1927’de Kürtler-Ermeniler Hoybun derneğini kurdu. Tüzükte Türkler düşman ilan edildi. Yedi düvel başta İngiltere, Fransa, ABD olmak üzere ayrılıkçı bu isyana destek oldular.
“Ermeni kökenli bir Taşnakçı olan Vahan Cardashian ABD Dışişleri Bakanlığına gönderdiği bir mektupta, Ağrı’daki operasyonların başında birkaç Ermeni subay ve teknisyenlerinden destek gören bir Ermeni olduğunu ABD’ye yazdı.”
Ağrı’da Hoybun isyanı aynı şimdi PKK’da olduğu gibi Türk düşmanı devletlerin organizesi ile başladı.

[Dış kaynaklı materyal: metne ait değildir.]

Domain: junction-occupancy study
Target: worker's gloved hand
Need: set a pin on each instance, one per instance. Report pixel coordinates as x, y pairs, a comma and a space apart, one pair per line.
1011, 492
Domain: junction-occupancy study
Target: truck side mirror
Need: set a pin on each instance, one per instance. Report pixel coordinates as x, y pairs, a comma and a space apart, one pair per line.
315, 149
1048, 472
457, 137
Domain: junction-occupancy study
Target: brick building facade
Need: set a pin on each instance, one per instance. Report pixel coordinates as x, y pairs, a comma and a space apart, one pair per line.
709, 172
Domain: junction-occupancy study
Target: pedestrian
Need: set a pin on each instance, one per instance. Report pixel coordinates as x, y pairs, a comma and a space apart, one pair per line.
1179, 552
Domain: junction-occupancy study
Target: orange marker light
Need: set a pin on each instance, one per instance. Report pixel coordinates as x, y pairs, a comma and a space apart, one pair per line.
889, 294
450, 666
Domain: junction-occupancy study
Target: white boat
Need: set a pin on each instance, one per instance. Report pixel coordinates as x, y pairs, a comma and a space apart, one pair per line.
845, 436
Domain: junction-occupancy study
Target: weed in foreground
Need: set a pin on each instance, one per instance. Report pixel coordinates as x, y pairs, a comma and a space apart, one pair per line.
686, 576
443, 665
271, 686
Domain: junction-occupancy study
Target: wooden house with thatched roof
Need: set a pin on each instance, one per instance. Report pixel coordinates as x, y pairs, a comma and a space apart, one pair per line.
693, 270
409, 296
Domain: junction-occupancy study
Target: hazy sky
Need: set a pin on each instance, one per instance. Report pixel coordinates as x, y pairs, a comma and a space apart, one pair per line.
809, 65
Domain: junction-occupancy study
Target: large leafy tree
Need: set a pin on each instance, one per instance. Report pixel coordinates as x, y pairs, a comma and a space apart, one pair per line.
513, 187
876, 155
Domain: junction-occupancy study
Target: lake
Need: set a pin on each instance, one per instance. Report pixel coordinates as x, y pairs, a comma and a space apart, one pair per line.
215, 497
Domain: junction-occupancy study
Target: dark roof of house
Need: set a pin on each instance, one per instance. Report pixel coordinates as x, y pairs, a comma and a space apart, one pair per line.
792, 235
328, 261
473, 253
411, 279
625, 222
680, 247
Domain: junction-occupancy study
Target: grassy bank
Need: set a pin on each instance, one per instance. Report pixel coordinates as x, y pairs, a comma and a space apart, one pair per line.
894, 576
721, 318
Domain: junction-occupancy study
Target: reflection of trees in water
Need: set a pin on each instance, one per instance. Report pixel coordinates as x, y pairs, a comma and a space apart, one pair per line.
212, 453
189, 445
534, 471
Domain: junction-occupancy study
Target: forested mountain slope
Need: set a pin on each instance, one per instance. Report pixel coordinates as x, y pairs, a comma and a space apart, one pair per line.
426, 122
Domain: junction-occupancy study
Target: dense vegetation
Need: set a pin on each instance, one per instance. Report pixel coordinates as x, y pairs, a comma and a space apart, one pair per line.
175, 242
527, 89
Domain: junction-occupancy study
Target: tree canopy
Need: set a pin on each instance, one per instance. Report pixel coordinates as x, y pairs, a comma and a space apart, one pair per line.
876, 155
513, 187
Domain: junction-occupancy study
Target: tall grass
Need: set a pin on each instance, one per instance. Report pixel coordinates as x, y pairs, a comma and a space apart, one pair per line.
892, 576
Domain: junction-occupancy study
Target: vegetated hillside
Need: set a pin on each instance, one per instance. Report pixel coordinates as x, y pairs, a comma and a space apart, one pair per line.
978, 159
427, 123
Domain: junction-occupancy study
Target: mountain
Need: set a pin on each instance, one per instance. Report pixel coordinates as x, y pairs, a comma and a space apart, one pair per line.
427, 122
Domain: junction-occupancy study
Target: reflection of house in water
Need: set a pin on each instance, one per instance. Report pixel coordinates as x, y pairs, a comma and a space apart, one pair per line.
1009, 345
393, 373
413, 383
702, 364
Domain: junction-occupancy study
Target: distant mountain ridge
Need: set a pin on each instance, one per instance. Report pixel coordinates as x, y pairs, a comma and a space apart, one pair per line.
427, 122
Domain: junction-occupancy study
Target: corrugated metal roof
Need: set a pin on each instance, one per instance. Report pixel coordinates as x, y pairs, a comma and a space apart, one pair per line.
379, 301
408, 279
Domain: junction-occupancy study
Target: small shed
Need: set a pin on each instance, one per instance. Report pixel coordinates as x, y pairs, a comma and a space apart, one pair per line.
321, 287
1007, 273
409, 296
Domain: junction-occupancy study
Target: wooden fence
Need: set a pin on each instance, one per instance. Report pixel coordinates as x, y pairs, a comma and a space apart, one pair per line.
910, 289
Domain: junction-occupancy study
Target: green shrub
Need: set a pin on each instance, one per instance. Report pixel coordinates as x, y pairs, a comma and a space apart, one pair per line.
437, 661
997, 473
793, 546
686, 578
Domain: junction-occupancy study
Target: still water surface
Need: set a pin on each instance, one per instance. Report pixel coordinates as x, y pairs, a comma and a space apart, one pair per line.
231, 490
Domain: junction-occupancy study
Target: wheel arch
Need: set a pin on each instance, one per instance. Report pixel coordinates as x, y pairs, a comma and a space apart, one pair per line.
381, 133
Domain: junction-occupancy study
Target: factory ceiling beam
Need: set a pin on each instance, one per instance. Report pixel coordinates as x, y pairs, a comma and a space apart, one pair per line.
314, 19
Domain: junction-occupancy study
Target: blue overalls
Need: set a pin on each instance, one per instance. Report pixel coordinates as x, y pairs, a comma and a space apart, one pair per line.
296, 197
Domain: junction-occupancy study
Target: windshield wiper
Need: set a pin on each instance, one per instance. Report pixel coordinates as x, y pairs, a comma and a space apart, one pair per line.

Ankara, bir ara isyancıları caydırmak için bölgedeki aşiretlerle görüşme yaptı… Yıl 1928. İŞTE BU GÖRÜŞMELERDEN HAREKETLE BUGÜN MHP’Lİ-AKP’li BAZI ADLAR “ATATÜRK DÖNEMİN KÜRT TEALİ-HOYBUN İSYANCILARINA MEBUS YOLLADI, DİYE ŞİMDİ YAPILANA KILIF HAZIRLAMIŞLAR Kİ, RAHMETLİ ATATÜRK’ÜN TAKTİK GÖRÜŞTÜRMELERİ YENİ KURULAN DEVLETE ZAMAN KAZANDIRMAK VE BAZI AŞİRETLERİ CAYDIRMAK AMAÇLI İDİ.”
Atatürk görüşmeleri ne meclis çatısı altına taşıdı ne de onlara sözler verdi?
Bu kadar cehalet anca iktidarın önlerine koyduğu “Fesli Kadir” tarzı İngiliz kaynaklı propagandayı yapılan fitne adımlarına kılıf yapmak için kullanmakla olur.
İstiklal savaşında onca zorluk içinde iken ayrılıkçı örgütlere prim vermeyen Atatürk, devletini kurduktan sonra Ağrı’da yeşeren ayrık otlarına mı boyun eğecekti? Ne tarih bilgileri ne stratejiden haberleri yok. Tüm bildikleri şimdiye kadar tatmadıkları Dünya nimetleri ve şatafatın önlerine serilmesi. Onu korumak içinde fitnenin hizmetkârı olmuşlar.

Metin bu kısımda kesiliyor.